The Eleonore Zugun Poltergeist Possession
A Romanian girl was bitten, scratched, and attacked by an invisible entity she called Dracu.
In the remote villages of rural Romania during the 1920s, folk belief and modern science existed in uneasy proximity. Peasant communities still observed ancient customs meant to appease spirits and ward off evil, while a new generation of psychical researchers in the great cities of Europe sought to apply rigorous methodology to phenomena that had long been dismissed as superstition. It was into this collision of worlds that a twelve-year-old girl named Eleonore Zugun was thrust, becoming the unwilling center of one of the most thoroughly documented cases of poltergeist activity and apparent possession in the history of paranormal research. Over the course of two extraordinary years, Eleonore endured violent physical attacks from an invisible assailant, witnessed by hundreds of people including trained scientists, aristocrats, and one of the twentieth century’s most famous ghost hunters. Her case remains a landmark in psychical research, not because it provided definitive proof of the supernatural, but because it resisted every rational explanation that some of the finest minds in Europe could devise.
A Girl from Talpa
Eleonore Zugun was born in 1913 in the village of Talpa, nestled in the Carpathian foothills of Romania. Her family were peasants of modest means, living the same agricultural existence that had sustained their ancestors for centuries.
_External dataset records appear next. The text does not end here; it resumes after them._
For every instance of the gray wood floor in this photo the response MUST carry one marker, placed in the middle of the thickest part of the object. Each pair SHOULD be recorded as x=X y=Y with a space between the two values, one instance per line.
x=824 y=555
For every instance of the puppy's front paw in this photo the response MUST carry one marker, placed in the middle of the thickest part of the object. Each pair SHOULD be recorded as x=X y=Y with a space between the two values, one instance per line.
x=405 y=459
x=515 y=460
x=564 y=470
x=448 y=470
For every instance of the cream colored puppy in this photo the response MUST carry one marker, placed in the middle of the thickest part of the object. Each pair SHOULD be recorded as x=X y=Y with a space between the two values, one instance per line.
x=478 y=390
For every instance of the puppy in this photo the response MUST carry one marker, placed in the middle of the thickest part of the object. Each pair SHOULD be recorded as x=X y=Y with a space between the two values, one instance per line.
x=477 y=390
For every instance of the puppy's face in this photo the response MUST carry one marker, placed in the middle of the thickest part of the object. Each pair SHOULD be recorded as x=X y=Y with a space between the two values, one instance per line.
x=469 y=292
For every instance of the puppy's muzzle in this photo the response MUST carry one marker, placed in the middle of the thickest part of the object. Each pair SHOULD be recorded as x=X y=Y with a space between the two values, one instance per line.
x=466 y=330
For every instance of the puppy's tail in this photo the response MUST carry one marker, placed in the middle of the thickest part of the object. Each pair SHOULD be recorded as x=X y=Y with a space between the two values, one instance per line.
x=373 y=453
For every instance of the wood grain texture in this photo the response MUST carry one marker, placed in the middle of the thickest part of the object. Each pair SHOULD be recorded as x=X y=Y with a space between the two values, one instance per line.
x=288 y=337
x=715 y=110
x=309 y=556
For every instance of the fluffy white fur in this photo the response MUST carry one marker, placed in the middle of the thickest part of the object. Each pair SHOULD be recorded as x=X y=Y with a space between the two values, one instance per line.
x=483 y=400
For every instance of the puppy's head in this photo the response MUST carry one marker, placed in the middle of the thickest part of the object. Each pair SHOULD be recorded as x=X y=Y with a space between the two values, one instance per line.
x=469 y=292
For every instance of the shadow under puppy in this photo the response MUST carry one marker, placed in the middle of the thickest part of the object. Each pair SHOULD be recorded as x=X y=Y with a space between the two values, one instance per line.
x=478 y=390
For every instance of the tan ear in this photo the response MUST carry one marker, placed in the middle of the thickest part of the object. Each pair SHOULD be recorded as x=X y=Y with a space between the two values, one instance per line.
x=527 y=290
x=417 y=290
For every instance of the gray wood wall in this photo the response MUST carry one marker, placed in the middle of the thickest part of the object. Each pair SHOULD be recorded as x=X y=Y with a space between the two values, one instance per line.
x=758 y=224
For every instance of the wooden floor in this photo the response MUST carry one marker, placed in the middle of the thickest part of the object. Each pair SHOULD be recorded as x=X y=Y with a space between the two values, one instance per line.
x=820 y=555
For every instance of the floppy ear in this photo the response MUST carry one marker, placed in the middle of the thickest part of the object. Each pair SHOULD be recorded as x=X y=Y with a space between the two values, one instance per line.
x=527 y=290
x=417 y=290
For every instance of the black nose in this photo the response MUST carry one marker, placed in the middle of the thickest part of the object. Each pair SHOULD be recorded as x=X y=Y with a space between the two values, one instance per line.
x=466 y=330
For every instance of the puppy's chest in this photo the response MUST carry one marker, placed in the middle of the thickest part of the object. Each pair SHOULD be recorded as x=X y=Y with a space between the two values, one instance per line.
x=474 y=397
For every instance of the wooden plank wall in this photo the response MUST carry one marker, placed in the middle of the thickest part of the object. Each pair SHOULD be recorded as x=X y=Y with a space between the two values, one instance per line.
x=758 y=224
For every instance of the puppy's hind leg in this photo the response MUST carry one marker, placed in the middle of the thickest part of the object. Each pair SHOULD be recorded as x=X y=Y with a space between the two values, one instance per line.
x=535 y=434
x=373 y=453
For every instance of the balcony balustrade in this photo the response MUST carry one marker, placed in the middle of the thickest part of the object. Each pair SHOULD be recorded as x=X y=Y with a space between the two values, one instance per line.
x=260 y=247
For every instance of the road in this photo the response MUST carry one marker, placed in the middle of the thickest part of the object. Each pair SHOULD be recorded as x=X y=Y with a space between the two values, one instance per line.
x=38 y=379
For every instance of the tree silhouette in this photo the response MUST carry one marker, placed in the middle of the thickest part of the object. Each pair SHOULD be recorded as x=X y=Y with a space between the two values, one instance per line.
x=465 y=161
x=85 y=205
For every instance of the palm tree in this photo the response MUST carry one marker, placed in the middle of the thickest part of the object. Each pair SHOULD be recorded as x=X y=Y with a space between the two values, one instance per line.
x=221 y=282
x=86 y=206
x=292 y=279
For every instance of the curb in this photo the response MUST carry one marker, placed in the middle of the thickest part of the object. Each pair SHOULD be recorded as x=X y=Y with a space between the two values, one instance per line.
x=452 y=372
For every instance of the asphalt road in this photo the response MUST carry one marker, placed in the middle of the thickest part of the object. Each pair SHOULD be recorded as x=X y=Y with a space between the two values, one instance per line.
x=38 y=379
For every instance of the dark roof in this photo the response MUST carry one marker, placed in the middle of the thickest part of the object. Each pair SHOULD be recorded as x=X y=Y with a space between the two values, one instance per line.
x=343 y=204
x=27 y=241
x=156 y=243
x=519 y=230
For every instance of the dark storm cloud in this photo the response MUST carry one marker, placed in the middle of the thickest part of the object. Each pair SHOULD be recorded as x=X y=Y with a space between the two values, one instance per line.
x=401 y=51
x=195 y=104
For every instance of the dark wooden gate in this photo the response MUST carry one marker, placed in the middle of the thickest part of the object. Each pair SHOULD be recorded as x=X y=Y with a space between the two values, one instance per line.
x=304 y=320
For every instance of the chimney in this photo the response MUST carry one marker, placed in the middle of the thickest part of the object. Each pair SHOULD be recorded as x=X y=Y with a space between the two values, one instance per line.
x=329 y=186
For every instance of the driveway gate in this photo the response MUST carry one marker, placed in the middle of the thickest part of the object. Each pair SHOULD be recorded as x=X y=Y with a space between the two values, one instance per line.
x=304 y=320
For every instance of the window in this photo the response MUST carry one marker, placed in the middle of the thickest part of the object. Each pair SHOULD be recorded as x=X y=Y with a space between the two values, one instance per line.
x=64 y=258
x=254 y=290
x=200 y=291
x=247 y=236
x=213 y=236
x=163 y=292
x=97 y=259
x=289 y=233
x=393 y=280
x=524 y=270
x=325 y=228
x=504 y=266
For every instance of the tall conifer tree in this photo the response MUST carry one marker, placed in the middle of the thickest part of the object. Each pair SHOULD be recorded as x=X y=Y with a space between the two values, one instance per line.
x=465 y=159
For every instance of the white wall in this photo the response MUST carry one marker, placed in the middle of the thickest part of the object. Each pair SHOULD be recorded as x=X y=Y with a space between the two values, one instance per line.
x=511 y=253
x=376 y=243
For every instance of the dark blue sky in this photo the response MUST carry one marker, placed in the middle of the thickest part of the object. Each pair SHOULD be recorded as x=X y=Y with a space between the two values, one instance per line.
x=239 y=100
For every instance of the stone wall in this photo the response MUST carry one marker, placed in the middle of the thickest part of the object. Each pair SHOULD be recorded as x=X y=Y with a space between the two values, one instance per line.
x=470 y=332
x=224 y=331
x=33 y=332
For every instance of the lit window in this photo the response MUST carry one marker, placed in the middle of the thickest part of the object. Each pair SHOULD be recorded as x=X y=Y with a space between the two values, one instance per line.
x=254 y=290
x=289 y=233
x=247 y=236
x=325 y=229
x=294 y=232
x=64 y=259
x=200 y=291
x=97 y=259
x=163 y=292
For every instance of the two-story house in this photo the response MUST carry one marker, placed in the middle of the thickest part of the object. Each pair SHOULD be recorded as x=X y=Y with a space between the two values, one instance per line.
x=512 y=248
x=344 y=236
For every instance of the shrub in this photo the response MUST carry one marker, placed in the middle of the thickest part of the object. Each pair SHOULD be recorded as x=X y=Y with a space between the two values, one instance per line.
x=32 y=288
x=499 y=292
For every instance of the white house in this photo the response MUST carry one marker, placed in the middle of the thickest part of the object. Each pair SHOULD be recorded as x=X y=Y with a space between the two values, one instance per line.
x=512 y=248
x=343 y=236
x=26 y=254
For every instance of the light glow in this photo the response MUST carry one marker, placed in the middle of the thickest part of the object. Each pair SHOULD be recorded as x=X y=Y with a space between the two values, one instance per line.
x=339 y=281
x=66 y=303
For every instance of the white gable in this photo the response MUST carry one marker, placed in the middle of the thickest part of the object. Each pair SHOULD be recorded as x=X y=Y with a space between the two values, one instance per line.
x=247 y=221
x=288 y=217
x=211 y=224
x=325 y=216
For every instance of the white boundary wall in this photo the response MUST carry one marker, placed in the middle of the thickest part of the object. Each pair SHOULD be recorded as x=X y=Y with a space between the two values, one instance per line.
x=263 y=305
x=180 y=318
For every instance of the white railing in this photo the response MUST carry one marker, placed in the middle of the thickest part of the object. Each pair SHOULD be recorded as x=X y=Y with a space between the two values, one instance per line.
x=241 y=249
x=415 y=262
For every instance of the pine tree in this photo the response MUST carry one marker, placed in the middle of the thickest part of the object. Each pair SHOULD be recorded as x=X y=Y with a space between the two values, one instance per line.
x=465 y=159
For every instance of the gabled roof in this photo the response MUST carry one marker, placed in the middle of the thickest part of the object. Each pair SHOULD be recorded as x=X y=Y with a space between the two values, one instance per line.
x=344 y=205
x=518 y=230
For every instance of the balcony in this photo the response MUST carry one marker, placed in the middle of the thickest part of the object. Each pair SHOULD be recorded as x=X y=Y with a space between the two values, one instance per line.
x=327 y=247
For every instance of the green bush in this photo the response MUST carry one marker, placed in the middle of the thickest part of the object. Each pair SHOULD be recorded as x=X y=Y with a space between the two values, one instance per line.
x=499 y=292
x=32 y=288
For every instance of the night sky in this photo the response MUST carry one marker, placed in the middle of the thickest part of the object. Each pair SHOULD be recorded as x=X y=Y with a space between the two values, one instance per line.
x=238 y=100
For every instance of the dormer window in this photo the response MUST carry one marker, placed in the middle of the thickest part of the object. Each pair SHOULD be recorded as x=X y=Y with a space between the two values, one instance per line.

The landscape itself seemed steeped in old magic—dense forests of ancient beech and oak pressed close to the village, and the mountains beyond were the subject of countless legends involving wolves, spirits, and creatures that defied easy categorization. In these communities, the boundary between the natural and the supernatural was thin and permeable. People spoke of the strigoi, the restless dead who returned to torment the living, and of Dracu, a term that could refer to the devil himself or to any malevolent spirit that plagued the unwary.
Eleonore’s troubles began in the spring of 1925, when she was twelve years old. Walking along a country road near her grandmother’s house, she found coins scattered on the ground. In the way of any child, she picked them up, delighted by the unexpected windfall. But her grandmother, upon learning of the discovery, was horrified. According to local custom, money found on a road was bani dracului—the devil’s money—left as an offering that must never be disturbed. To take it was to invite the devil’s attention, to open a door that could not easily be closed again.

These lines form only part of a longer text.